In the univariable analysis, two variables were significantly associated with not achieving clinically important improvement at W52: serum ITL below 6.7 µg/ml at W12 (OR: 3.0; 95% CI: 1.2–7.7) and lower baseline ASDAS (OR: 2.4; 95%CI: 1.4-4.0). In the multivariable analysis, both variables, serum Ifx levels < 6.7 µg/mL at W12 (OR: 3.8; 95%CI: 1.3–11.2) and lower baseline ASDAS (OR: 2.3; 95%CI: 1.3–3.9) remained significantly associated with the non-clinically important improvement at W52.
Predictive value of early serum ITL (W12) to predict drug survival and secondary inefficacy over long-term follow up.

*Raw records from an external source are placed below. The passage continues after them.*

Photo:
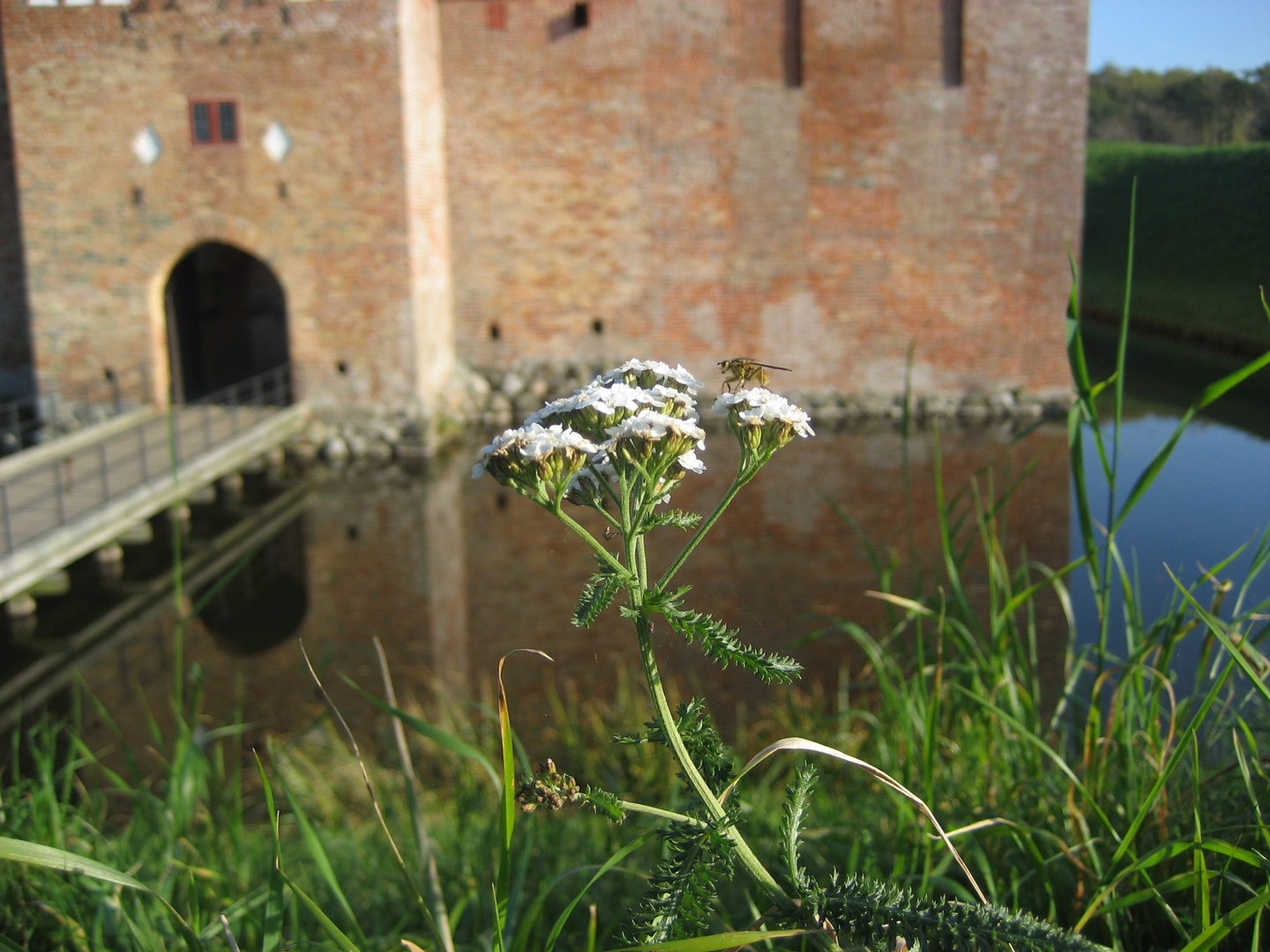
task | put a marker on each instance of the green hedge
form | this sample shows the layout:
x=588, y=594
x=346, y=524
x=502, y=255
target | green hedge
x=1203, y=238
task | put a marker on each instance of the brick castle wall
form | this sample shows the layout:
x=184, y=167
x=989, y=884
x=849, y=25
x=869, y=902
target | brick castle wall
x=646, y=184
x=103, y=230
x=654, y=173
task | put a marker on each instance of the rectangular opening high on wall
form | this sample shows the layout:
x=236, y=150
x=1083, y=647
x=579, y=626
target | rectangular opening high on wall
x=791, y=45
x=954, y=18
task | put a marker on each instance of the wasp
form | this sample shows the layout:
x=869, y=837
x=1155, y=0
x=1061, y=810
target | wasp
x=741, y=371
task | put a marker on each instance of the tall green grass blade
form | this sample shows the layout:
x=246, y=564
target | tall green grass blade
x=507, y=805
x=333, y=932
x=1148, y=802
x=1218, y=628
x=318, y=854
x=433, y=733
x=721, y=941
x=1157, y=462
x=271, y=932
x=609, y=865
x=64, y=861
x=1222, y=928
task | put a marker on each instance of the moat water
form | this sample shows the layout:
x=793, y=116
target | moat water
x=452, y=573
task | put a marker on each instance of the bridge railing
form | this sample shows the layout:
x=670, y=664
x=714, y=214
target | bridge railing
x=26, y=421
x=42, y=498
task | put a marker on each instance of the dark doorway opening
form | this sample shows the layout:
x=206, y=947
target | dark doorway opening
x=227, y=320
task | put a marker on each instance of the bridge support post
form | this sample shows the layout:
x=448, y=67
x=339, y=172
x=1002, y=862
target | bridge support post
x=231, y=487
x=109, y=562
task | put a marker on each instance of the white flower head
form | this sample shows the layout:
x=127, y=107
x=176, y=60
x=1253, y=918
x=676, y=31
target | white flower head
x=689, y=462
x=655, y=449
x=651, y=424
x=601, y=404
x=588, y=487
x=534, y=458
x=762, y=420
x=646, y=374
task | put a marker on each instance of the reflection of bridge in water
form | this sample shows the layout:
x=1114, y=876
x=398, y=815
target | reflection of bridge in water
x=452, y=573
x=65, y=499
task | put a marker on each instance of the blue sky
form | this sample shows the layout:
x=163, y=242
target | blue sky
x=1157, y=34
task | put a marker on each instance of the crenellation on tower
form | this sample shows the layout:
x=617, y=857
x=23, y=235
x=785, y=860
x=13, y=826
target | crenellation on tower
x=816, y=183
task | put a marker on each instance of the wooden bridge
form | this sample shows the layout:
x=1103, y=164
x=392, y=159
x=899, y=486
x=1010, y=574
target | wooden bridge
x=70, y=496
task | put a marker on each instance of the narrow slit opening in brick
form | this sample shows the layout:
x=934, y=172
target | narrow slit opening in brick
x=791, y=45
x=952, y=23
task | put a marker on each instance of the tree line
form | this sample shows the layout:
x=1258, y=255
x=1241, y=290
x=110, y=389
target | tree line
x=1180, y=107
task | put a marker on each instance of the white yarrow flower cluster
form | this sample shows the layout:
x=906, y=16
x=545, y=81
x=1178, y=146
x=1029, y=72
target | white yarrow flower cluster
x=639, y=419
x=757, y=406
x=762, y=420
x=646, y=374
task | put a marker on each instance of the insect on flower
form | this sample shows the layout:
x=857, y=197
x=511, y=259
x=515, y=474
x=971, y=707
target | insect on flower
x=739, y=371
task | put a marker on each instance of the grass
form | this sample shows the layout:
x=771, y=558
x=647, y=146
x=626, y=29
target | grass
x=1102, y=800
x=1201, y=245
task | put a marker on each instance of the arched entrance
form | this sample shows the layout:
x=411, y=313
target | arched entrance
x=227, y=320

Mean survival time on the treatment was significantly shorter in patients with ITL < 6.7 µg/mL at W12, compared to those with levels above this cut-off: 5.0 years (95% CI: 3.8–6.2) vs 7.6 years (95% CI: 4.8–6.9); p = 0.04 (Fig. 4).

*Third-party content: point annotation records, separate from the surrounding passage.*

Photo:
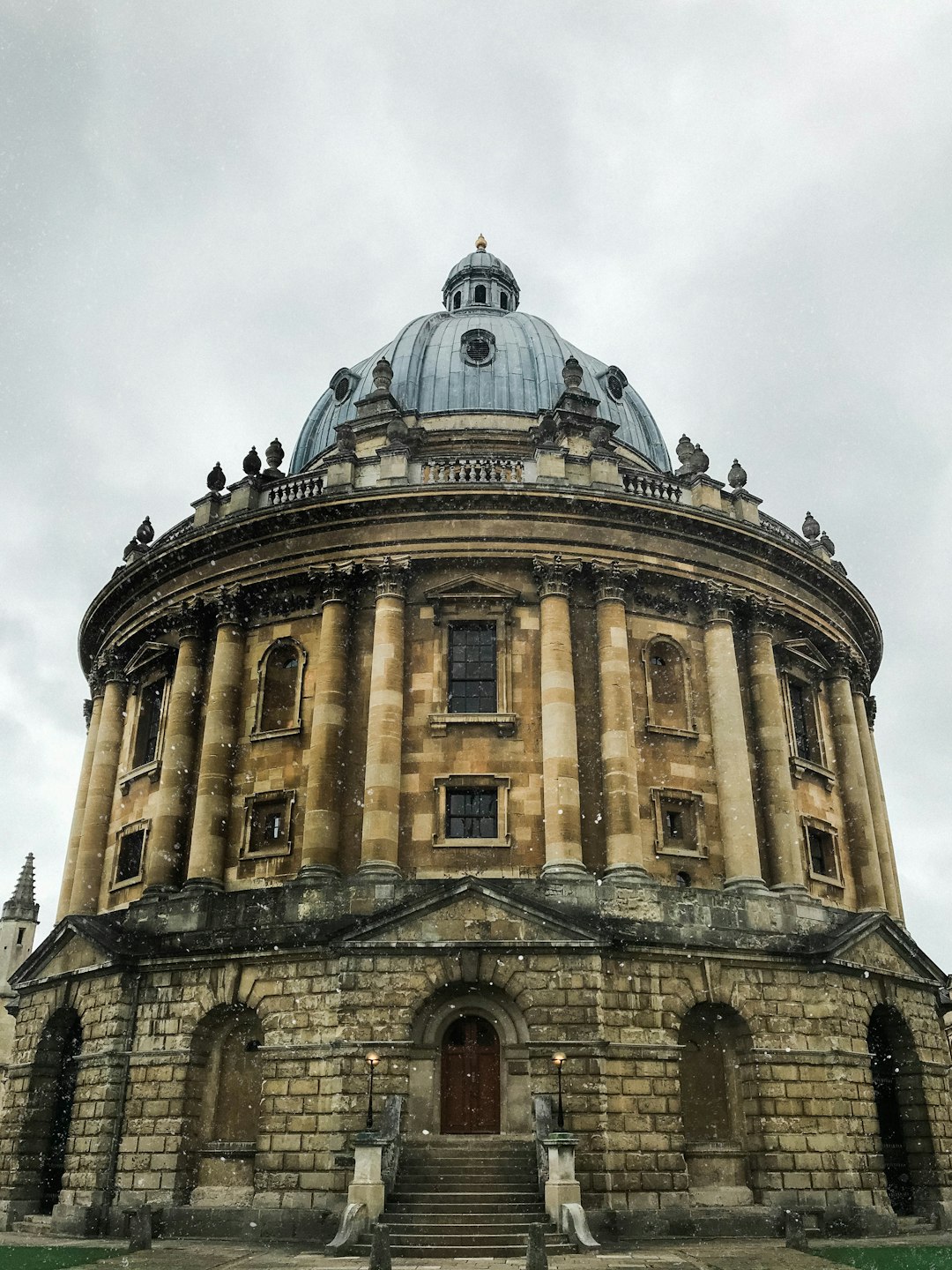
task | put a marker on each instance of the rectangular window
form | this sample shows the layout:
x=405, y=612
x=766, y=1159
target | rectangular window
x=150, y=713
x=472, y=669
x=802, y=709
x=472, y=813
x=270, y=828
x=822, y=851
x=129, y=863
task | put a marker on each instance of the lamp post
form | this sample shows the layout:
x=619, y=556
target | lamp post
x=559, y=1059
x=372, y=1059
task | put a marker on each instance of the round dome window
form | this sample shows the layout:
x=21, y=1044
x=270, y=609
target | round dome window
x=478, y=347
x=616, y=383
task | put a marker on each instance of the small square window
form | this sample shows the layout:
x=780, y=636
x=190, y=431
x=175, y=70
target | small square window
x=822, y=854
x=129, y=857
x=678, y=822
x=472, y=813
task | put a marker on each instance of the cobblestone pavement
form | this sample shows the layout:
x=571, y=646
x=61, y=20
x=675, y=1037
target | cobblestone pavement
x=701, y=1255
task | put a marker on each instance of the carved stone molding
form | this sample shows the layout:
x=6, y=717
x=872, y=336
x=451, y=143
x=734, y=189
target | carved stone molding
x=554, y=577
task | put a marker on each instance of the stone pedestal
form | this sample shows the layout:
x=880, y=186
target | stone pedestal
x=562, y=1186
x=367, y=1188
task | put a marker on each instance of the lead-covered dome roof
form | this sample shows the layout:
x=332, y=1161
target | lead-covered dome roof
x=481, y=355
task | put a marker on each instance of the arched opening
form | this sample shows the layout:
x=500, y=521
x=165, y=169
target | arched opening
x=470, y=1076
x=279, y=687
x=51, y=1099
x=666, y=671
x=715, y=1054
x=222, y=1105
x=902, y=1111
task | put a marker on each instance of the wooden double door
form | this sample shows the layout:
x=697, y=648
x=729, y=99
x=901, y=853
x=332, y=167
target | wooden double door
x=470, y=1077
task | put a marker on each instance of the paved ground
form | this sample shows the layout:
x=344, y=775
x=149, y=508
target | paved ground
x=701, y=1255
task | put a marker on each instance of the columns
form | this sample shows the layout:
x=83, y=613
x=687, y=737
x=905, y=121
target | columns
x=560, y=746
x=323, y=807
x=210, y=828
x=778, y=811
x=385, y=728
x=857, y=811
x=735, y=796
x=877, y=805
x=80, y=807
x=97, y=811
x=167, y=841
x=623, y=843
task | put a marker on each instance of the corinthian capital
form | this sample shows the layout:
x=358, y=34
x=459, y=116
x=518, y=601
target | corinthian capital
x=390, y=577
x=612, y=582
x=554, y=577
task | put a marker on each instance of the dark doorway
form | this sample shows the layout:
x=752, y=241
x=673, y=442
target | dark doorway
x=63, y=1090
x=886, y=1064
x=470, y=1077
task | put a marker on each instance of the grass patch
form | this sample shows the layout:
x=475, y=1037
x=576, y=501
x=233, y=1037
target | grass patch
x=25, y=1256
x=890, y=1258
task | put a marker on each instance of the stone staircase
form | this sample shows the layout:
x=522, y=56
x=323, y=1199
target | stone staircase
x=465, y=1195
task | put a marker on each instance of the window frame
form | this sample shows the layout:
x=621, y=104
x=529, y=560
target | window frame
x=652, y=721
x=684, y=799
x=283, y=641
x=834, y=879
x=471, y=600
x=476, y=781
x=285, y=846
x=129, y=831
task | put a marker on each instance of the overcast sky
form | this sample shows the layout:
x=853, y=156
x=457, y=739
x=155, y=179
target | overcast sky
x=208, y=207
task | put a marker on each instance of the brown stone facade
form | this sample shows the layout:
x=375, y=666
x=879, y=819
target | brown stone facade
x=527, y=735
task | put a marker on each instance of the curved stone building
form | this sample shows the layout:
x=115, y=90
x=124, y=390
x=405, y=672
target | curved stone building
x=482, y=733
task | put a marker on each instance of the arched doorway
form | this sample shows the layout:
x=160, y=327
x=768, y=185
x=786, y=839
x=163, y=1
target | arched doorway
x=715, y=1053
x=470, y=1076
x=902, y=1111
x=52, y=1095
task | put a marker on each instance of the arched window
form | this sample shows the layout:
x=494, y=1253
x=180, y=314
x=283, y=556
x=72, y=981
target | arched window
x=715, y=1061
x=279, y=687
x=666, y=681
x=222, y=1106
x=902, y=1114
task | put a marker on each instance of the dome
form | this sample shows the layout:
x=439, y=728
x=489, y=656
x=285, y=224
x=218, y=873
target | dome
x=481, y=355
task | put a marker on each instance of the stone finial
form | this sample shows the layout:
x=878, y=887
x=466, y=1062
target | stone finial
x=571, y=375
x=383, y=376
x=346, y=438
x=736, y=476
x=684, y=450
x=274, y=453
x=599, y=437
x=22, y=906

To evaluate the association between ITL at W12 and the predictive accuracy of secondary inefficacy, we performed an analysis in which those patients who dropped-out (n = 6) before 52 weeks of treatment were excluded. There were no differences between this cohort (n = 75) and the original cohort with 81 patients in terms of both clinical and demographic baseline characteristics (data not shown). Out of 75 axSpA patients, 28 (37%) developed secondary inefficacy and 7 (17%) dropped-out due to other reasons (adverse effects, loss of follow-up etc). The median (IQR) time under Ifx therapy of 28 patients with secondary inefficacy was 2.1(1.4–4.8) years and the median for patients who dropped-out for other reasons (n = 8) was 2.4 (0.7-4). The logistic regression analysis showed that Ifx concentrations below the cut-off at W12 (OR: 3.5; 95%CI: 1.2–10.2), but lacking baseline ASDAS (OR: 0.9; 95%CI: 0.5–1.5), were statistically associated with dropping out of treatment due to secondary inefficacy.
In addition, most of the patients who dropped-out due to secondary inefficacy had Ifx concentrations < 6.7 µg/mL at W12: 19/26(73%) with ITL, while only 7/26(27%) had at an ITL above the cut off at W12; p = 0.01 (Fig. 5).